When public health officials ordered those showing symptoms of cough and fever to stay home from work to flatten the curve, many workers were put in a tough position. If they were feeling unwell, workers faced the difficult decision of putting themselves and others at risk and being able to make rent or purchase essentials like groceries.
The BC Employment Standards Act (ESA) does not guarantee paid sick leave as a right. The ESA offers workers only three unpaid days of sick leave per year, and less than half of workers in BC have access to paid sick leave.
What’s more, the uneven access to paid sick leave isn’t randomly distributed. Workers in precarious employment arrangements—those who are low-income, part-time, or who work on-call — are the least likely to have paid sick days. This includes workers who provide the essential services that have kept BC running while others worked from home: caregivers, cashiers, and cleaning and sanitation workers. The majority of workers in these sectors are women, and many racialized women—such as Black women in caregiving work and Filipina migrant workers in essential sectors—are facing unique challenges.

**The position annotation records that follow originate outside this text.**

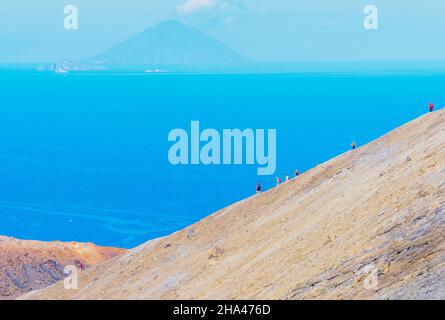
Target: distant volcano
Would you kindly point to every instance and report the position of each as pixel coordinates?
(169, 43)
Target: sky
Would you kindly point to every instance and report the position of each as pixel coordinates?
(263, 30)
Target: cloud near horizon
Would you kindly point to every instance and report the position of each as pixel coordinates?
(191, 6)
(208, 13)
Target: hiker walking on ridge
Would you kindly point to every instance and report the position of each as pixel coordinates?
(258, 187)
(353, 145)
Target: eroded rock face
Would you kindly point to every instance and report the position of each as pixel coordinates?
(32, 265)
(369, 224)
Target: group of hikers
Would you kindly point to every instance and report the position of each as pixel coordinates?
(297, 173)
(278, 179)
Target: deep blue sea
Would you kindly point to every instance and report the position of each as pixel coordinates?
(84, 156)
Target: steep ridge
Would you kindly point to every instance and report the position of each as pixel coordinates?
(378, 212)
(31, 265)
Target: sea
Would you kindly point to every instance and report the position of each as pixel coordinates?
(84, 156)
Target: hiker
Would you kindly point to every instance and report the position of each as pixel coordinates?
(354, 145)
(431, 107)
(258, 187)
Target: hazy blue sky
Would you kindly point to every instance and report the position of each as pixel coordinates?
(261, 29)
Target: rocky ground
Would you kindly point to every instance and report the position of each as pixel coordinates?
(31, 265)
(369, 224)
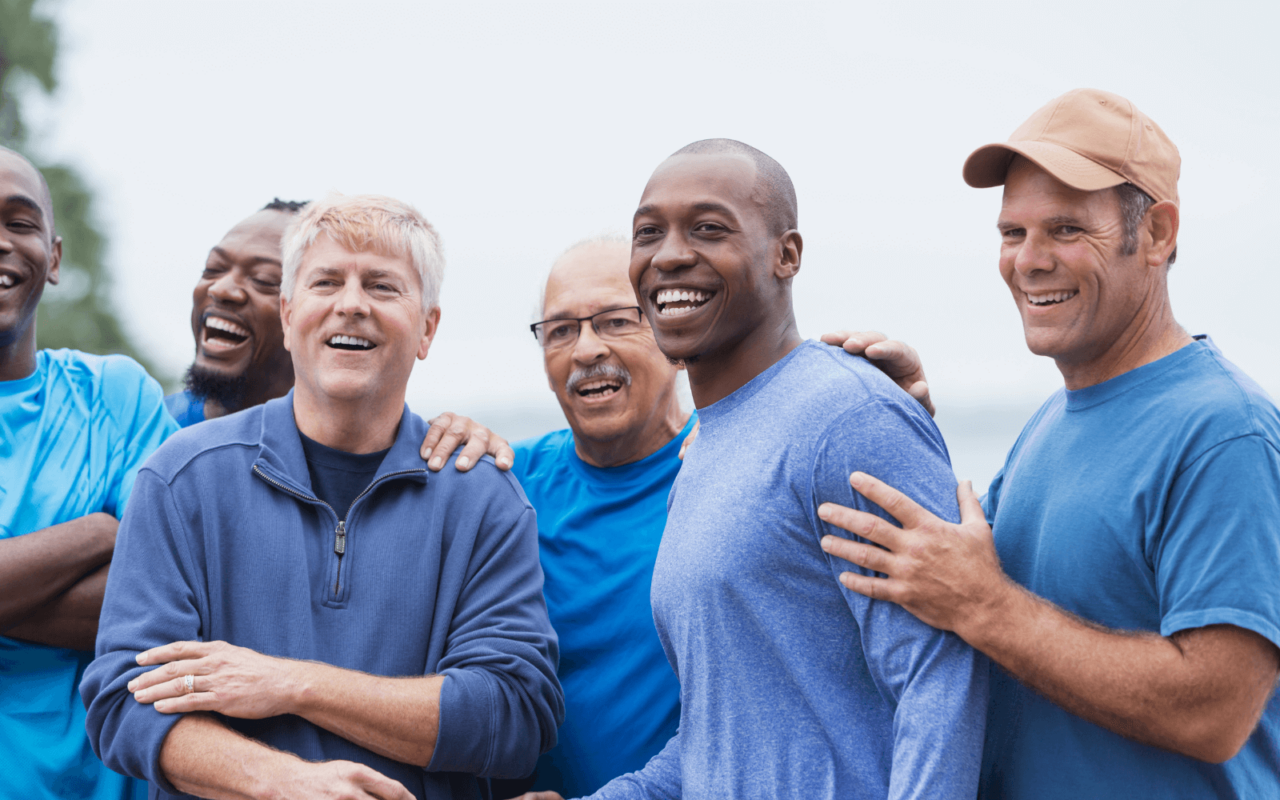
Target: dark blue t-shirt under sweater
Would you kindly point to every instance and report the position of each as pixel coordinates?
(338, 476)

Even prior to the pandemic, BC workers were forced to make difficult decisions about their health and economic security. We discuss the fact that BC law only makes room for unpaid sick leave during our Youth in the Workplace workshops and when asked to speak on employment rights via our Speakers Bureau, and we frequently hear from community that this policy has a very real and negative impact on their lives.

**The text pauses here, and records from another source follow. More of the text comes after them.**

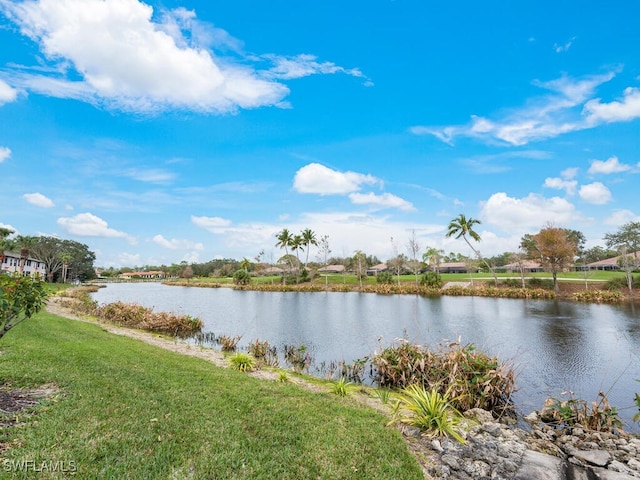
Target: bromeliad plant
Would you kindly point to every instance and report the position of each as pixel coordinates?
(429, 410)
(242, 361)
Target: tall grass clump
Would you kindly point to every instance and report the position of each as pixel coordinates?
(297, 357)
(470, 377)
(242, 361)
(264, 353)
(137, 316)
(228, 343)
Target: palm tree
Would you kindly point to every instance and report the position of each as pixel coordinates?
(308, 239)
(461, 226)
(297, 243)
(284, 241)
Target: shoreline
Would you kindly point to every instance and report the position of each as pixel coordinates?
(493, 449)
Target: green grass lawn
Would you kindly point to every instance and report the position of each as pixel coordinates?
(125, 409)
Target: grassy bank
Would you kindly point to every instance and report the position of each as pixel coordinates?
(124, 409)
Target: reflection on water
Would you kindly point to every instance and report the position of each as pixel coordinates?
(557, 346)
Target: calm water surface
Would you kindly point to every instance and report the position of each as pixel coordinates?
(556, 346)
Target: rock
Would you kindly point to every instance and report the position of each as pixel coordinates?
(599, 458)
(479, 415)
(539, 466)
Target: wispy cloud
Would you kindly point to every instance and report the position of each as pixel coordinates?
(177, 244)
(38, 200)
(7, 93)
(563, 47)
(89, 225)
(386, 200)
(567, 108)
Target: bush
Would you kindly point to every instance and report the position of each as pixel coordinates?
(470, 377)
(431, 279)
(428, 410)
(600, 417)
(227, 343)
(137, 316)
(536, 282)
(264, 353)
(384, 278)
(242, 362)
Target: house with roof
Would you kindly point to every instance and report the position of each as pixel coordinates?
(332, 269)
(609, 263)
(32, 266)
(527, 266)
(376, 269)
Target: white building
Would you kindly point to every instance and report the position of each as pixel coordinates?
(32, 266)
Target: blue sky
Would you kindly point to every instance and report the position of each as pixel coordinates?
(180, 130)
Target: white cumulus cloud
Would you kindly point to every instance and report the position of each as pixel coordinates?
(595, 193)
(89, 225)
(38, 200)
(316, 178)
(561, 184)
(127, 61)
(611, 165)
(530, 212)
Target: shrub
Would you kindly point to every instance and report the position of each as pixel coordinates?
(429, 410)
(241, 277)
(227, 343)
(242, 361)
(600, 417)
(297, 357)
(472, 378)
(264, 353)
(341, 387)
(598, 296)
(544, 283)
(384, 278)
(431, 279)
(137, 316)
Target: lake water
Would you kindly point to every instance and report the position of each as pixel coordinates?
(556, 346)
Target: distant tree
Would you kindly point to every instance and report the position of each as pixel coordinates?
(461, 226)
(49, 250)
(360, 265)
(627, 242)
(595, 254)
(325, 251)
(308, 239)
(20, 298)
(433, 257)
(414, 248)
(187, 273)
(285, 238)
(554, 247)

Making sure that every worker has 10 days of paid sick leave would be an important step forward. At minimum, it would provide a buffer that would help workers weather the storm. It would also be an improvement over the unpaid COVID-19 leave offered by the ESA. But for many, 10 days a year would not be enough. Considering that a case of COVID-19 can cause illness for several weeks to more than a month, 10 days would not necessarily be adequate to cushion a worker and their family in case of illness. And there are still six months left of 2020 — what happens if someone gets sick with another illness later this year?
That’s why West Coast LEAF supports advocacy for 21 days of paid sick leave. Twenty-one days of paid sick leave could account for the ongoing crisis as well as other health needs throughout the year, giving workers peace of mind and relieving them of the catch-22 between health and financial stability even after the pandemic is over.
It’s important to note that policy alone would likely not be enough. Thoughtful implementation and enforcement of any new paid sick leave policy would be crucial to ensure that workers are able to access the full extent of their rights. During our workshops and other public legal education programming, we hear from community that employers regularly violate certain provisions of the ESA, including refusing to give breaks or pay overtime, and asking workers to cover business expenses like damaged company property. Community members have also told us that the ESA as written does not always meet the needs of workers who have multiple jobs, who have precarious work, or who rely on the gig economy for their income.
Paid sick leave would have to be coupled with strengthened ESA enforcement mechanisms to work for those who most need them. These increased protections can include employer audits and unannounced inspections, and the shifting of the onus of proof from employees to employers.
There have been important conversations happening for years about workers’ rights and economic security that must continue as we consider how to help shape a future where justice and our feminist values are at the heart of society. The law can offer meaningful protection to workers only if it is well-crafted, and if employers follow it. In enacting and enforcing any new paid sick leave policies, the BC and federal government will need to make sure that the most vulnerable of workers will not be left behind.
Cecile Afable is West Coast LEAF’s Youth Workshop Coordinator. She’s grateful to workers and labour activists everywhere who advocate for policies that are rooted in care and affirmations of dignity.